Add some noise, and use all the inputs, and one 8 wide hidden layer

edit: works better with a sigmoid activation curve, but it converges more slowly

Yeh you're on the right track. Nice pattern emerges on this after 160 iterations.

http://playground.tensorflow.org/#activation=tanh&batchSize=...

Using syn, cos, x1, x2 with 1 six-neuron hidden layer does the trick quickly: http://imgur.com/UMv5gsH

No need to mess with noise or regularization :)

> Add some noise

This actually makes the dataset harder to fit to. It is not the same thing here as the "training with noise" method where random noise would be added to each batch, as an alternative means of Tikhonov regularization.

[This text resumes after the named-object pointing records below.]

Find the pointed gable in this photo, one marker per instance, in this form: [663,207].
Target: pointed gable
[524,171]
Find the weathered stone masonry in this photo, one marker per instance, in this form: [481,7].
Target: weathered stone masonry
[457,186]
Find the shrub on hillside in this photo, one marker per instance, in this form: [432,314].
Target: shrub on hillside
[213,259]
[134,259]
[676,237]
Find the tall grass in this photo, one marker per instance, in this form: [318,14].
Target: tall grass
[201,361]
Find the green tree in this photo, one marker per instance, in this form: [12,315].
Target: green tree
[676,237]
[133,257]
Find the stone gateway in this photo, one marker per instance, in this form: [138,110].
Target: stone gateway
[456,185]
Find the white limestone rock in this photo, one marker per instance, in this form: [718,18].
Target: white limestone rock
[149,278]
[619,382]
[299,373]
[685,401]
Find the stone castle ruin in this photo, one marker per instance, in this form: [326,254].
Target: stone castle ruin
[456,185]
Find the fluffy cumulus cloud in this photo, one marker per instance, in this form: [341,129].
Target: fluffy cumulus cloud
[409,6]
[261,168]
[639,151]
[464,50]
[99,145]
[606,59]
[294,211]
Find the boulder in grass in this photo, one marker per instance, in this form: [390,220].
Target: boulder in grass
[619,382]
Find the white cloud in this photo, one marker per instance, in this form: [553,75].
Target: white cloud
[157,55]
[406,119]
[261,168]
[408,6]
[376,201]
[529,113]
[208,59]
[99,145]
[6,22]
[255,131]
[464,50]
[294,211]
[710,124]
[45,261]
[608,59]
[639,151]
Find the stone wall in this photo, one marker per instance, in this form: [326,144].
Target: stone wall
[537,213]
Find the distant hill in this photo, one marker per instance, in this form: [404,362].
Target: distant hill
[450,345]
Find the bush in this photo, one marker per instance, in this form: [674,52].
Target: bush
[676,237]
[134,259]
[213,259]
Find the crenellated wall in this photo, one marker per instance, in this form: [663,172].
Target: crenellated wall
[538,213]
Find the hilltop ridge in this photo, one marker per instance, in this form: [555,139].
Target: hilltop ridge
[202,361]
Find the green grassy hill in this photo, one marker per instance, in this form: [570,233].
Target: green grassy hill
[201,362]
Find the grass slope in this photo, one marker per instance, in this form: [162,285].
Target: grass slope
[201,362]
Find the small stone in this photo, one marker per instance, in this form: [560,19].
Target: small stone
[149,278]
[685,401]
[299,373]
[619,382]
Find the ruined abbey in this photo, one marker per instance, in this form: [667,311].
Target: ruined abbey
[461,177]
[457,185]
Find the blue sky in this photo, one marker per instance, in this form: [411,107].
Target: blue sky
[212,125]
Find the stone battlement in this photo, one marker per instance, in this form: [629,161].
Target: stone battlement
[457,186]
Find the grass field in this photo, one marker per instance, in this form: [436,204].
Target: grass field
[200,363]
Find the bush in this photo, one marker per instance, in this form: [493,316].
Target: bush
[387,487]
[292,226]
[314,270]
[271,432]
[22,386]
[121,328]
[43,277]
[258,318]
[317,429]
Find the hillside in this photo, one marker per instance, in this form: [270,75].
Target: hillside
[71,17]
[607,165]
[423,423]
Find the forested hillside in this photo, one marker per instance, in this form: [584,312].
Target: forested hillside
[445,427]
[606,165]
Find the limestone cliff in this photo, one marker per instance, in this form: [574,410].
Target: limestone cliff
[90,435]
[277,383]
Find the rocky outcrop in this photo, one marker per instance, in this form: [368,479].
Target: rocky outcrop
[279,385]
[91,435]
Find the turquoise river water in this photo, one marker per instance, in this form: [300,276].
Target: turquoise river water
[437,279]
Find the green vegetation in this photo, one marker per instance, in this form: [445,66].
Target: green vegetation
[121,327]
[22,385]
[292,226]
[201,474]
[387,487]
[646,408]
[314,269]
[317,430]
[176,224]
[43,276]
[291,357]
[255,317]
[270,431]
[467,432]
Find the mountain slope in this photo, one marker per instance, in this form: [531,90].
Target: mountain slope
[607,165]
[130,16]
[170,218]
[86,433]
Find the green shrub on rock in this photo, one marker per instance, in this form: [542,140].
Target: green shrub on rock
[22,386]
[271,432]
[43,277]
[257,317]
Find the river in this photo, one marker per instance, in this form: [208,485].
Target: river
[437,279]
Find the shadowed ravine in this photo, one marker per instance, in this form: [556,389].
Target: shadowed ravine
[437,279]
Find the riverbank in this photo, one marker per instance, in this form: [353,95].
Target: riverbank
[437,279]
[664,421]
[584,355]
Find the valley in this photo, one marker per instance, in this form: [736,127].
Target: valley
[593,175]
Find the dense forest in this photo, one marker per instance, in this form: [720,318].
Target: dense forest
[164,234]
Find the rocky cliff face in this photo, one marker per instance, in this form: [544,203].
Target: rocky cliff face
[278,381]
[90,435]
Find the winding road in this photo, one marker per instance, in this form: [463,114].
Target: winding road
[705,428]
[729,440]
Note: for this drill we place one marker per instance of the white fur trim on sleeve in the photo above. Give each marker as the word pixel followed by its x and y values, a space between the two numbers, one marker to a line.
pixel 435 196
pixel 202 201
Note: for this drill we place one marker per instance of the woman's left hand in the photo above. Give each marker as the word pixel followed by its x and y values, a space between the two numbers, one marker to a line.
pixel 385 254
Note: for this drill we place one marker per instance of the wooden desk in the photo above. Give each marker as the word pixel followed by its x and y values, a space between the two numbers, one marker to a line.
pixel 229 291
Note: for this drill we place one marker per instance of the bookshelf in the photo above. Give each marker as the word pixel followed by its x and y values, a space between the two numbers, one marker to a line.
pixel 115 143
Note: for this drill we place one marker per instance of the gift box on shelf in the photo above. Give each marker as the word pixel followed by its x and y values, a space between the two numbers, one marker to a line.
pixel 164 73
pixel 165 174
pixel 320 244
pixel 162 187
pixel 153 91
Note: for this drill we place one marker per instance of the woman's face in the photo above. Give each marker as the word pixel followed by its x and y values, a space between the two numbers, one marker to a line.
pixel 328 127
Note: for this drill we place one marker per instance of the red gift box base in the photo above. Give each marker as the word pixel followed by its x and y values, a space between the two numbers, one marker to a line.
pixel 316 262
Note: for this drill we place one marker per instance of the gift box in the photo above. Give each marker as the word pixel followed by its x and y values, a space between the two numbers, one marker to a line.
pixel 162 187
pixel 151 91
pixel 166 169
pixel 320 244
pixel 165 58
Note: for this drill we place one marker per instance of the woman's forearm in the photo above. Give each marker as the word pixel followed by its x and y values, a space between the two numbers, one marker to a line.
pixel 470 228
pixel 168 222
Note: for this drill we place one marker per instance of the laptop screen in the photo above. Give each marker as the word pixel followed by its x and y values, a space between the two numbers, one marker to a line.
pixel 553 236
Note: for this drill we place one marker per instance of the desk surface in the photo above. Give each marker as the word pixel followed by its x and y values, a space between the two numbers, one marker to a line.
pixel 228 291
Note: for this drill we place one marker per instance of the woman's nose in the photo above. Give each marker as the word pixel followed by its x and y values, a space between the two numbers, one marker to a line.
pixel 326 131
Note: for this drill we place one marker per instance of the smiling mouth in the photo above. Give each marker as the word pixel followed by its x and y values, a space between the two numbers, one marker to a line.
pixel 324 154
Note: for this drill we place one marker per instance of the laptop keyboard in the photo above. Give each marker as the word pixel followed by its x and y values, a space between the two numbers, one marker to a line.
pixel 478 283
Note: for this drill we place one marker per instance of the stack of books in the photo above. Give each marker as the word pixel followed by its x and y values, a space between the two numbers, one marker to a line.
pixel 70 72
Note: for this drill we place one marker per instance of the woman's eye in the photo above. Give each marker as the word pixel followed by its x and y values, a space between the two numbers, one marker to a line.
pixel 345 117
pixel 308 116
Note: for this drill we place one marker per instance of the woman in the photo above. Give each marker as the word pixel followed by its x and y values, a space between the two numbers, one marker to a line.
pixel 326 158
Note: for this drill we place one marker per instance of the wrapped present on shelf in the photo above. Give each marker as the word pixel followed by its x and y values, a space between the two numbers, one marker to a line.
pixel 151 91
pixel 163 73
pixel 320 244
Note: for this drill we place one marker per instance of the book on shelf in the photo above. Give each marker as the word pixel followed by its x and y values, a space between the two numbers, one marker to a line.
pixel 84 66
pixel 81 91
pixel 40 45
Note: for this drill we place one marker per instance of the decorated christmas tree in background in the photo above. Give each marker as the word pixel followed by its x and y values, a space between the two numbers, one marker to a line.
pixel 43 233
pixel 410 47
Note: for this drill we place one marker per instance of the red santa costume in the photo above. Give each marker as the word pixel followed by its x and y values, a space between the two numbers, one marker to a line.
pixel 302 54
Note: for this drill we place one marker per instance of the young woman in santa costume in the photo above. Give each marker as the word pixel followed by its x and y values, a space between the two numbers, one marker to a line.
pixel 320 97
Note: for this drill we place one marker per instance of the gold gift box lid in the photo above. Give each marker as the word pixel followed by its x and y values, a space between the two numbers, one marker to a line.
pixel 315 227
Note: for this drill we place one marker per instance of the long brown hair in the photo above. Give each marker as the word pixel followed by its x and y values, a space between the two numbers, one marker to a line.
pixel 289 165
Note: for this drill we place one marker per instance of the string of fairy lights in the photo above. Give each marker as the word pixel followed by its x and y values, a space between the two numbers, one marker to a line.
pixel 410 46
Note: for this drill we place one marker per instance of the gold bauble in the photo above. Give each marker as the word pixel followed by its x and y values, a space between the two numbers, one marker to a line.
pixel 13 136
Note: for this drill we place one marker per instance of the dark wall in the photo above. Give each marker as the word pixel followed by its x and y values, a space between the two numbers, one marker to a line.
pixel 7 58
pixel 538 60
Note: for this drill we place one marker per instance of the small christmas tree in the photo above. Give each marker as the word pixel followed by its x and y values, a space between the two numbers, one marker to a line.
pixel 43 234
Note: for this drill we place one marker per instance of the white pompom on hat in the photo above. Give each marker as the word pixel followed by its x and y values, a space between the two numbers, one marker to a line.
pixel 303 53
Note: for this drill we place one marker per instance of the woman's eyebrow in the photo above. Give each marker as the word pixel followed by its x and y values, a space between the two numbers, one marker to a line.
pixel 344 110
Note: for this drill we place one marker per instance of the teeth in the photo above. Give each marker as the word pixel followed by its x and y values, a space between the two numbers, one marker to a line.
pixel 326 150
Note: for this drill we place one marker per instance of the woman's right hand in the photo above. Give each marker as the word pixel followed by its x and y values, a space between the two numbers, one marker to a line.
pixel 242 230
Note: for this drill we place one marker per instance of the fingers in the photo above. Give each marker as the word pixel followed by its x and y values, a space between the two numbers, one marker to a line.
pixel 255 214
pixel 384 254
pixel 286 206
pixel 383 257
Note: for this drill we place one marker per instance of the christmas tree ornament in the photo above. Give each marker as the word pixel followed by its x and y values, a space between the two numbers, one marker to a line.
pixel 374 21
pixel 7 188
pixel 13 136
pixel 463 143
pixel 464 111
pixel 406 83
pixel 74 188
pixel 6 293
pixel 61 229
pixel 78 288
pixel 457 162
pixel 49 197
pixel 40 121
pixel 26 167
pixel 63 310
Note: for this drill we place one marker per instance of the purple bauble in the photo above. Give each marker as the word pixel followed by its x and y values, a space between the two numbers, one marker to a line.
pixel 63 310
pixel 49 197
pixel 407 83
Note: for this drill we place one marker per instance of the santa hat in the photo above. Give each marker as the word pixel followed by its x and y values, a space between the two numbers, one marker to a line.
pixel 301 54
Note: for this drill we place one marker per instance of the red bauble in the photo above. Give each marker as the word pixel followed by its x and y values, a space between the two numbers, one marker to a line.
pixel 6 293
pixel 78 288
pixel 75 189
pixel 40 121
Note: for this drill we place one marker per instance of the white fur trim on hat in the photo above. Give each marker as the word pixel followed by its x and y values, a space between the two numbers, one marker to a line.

wih that particular data set, it looks like it really just adds more data, and more importantly, fills in the gaps along the spirals which is where my setup was having troubles.

The noise doesn't go far enough to start confusing points between different clusters, but it adds more points.

That said, my knowledge of neural nets is fairly limited.

Using all inputs and 6 layers of varying sizes. After about 500 iterations. http://i.imgur.com/x1MOpvl.jpg
Just 100 iterations, learning rate 0.03, activation tanh, regularization L2, rate 0.01. The network is 8,8,8 neurons per layer.
Using the defaults, I had success at about 300 iterations with all the inputs and 5 hidden layers, each with a decreasing number of neurons (i.e. 6,5,4,3,2).

I don't know if that's a general feature to need fewer neurons with each layer, but that seems to work here.

What were the optimization algorithms you had most success with? Were they more successful in the sense of better out-of-sample error rate or in the sense of quicker convergence (or something else)?